If inflation is your ultimate enemy, compounding is your ultimate friend.
Einstein even called it the eighth wonder of the world - and being the genius he was, he would have known!
Compounding is the best weapon in your arsenal, the one thing that can make your money grow, despite inflation.
Compounding simply means that the returns on the investment grow too, and not only the capital. It is growth on growth, or interest on interest.
The longer you invest, the more your money will grow. That is why time is important, and the earlier you start investing the more you will earn.
Delaying your investments is as bad as not investing at all.
Example of Ann and Peter, two young people.
Ann saves $500 a year. She starts when she is 15 years old and invests in the stock market for 10 years at a return of 20% a year. After 10 years she stops adding money to her nest egg.
Her friend, Peter, only starts to save when he is 40 years old.
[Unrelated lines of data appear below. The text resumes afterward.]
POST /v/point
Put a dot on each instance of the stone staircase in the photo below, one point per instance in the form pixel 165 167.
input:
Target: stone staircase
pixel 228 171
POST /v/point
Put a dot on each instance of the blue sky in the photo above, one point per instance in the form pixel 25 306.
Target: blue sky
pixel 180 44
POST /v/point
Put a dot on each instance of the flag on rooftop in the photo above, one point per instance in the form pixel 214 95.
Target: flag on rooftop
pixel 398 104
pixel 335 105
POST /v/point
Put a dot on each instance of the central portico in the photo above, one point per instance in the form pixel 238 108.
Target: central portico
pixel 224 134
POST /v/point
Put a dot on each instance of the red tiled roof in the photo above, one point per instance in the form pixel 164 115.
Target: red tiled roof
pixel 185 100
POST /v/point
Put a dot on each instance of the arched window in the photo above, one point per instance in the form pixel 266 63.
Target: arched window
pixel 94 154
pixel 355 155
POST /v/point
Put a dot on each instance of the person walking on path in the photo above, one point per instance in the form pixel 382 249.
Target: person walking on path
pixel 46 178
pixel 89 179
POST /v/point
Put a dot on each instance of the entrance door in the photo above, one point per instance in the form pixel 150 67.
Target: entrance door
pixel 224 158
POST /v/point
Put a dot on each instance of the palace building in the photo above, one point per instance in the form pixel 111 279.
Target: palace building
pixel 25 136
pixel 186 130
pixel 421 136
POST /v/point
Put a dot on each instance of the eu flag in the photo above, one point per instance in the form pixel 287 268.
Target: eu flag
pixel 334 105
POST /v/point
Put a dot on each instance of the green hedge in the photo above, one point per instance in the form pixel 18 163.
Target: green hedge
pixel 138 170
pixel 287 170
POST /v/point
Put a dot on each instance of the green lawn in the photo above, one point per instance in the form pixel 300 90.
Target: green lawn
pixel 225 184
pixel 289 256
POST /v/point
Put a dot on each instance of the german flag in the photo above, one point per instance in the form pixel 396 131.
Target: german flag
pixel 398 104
After initially squandering his income rashly, Peter starts saving $40,000 a year for 25 years, also at a return of 20%.
Who do you think has the most money at retirement?
- The total amount of $5000 that Ann had saved over 10 years, gave her a grand total of $22.9 million at the age of 65.
- Peter on the other hand, battled to save a total of $1 million and ended up with $22.7 million.
Neither of them will have any financial problems, but the point is that Ann's money grew for 50 years - twice as long as Peter's did, and with much less effort.
How did Ann achieve this? Not because of:
- the rate of return: both earned the same return on their investment, nor
- the capital she put in: Peter put in far more.
But because of:
- the time factor. Over time, Ann had growth on her money and on her returns. Compounding is a winning recipe.